During the median 6.3-year follow-up, 11.8% of people on linagliptin experienced MACE — a composite of cardiovascular death, nonfatal myocardial infarction, or nonfatal stroke, versus 12% of those on glimepiride.

Fears surroundings the cardiovascular safety of sulfonylureas initially stemmed from the University Group Diabetes Program, which was conducted in the 1960s. The concerns have continued to linger until present day, despite wide global use of sulfonylureas due to their low cost.

The findings of CAROLINA were unveiled at the European Association for the Study of Diabetes (EASD) 2019 annual meeting and were simultaneously published in the journal JAMA.

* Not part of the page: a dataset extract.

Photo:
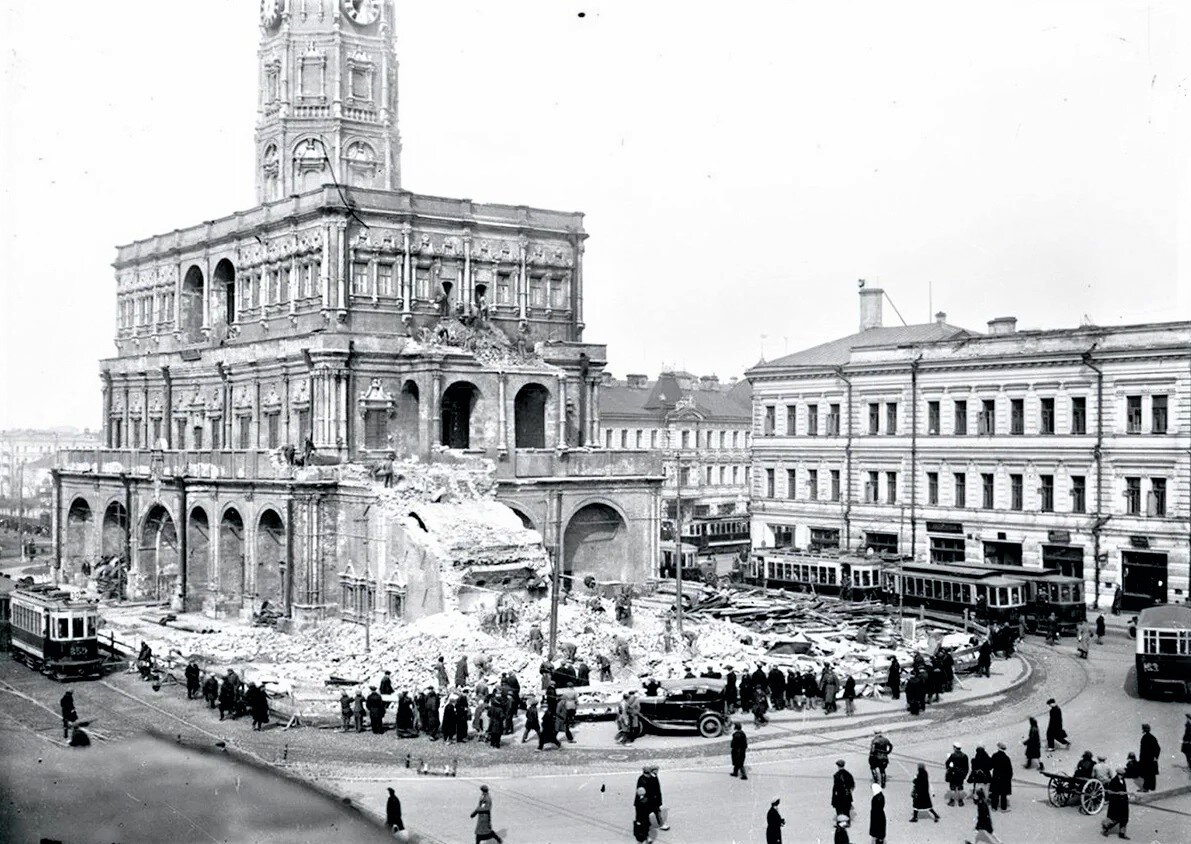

Speaking at a press conference at EASD, study co-author Dr Nikolaus Marx, from the University Hospital Aachen in Germany, said: “The elevated risk that we were concerned about with sulfonylureas, this is vindicated.

More than 6,000 people with type 2 diabetes were included in the CAROLINA trial. Everyone involved either had cardiovascular risk factors or established atherosclerotic cardiovascular disease at the time of study entry.

Dr Marx added: “It’s important to note here that the participants are reflecting a patient population typically seen in clinical practice.”

Half of the participants were randomised to 5 mg of once-daily linagliptin, while the other half of the cohort received 1-4 mg of once daily glimepiride (mean dose of 2.9 mg), both therapies added to standard of care.

Among the individual MACE components, none differed significantly between treatment groups:

  • CV death: HR 1.00 (95% CI 0.81-1.24, P=0.99)
  • Nonfatal MI: HR 1.01 (95% CI 0.80-1.28, P=0.91)
  • Nonfatal stroke: HR 0.87 (95% CI 0.66-1.15, P=0.34)

Risk for heart failure also was not significant difference between the two treatments (HR 1.21, 95% CI 0.92-1.59, P=0.18), nor was time to death by any cause (HR 0.91, 95% CI 0.78-1.06, P=0.23).

As expected, there was some weight gain with the sulfonylurea (weighted average mean difference -3.4 lb for linagliptin vs glimepiride, 95% CI -4.0 to -2.82 lb; –1.54 kg, -1.80 to –1.28 kg) — differences that also reflected some weight loss with linagliptin. However, there were no significant differences noted in regard to HbA1c, fasting plasma glucose, blood pressure, or lipid levels.

Notably, however, hypoglycaemic events were more common with the sulfonylurea. Overall, those on the DPP-4 inhibitor saw an 82% reduced risk for experiencing moderate or severe hypoglycaemia versus glimepiride (HR 0.18, 95% CI, 0.15-0.21, P<0.001). Those on the sulfonylurea not only saw an increased risk for a first hypoglycaemic event, but also for recurrent episodes.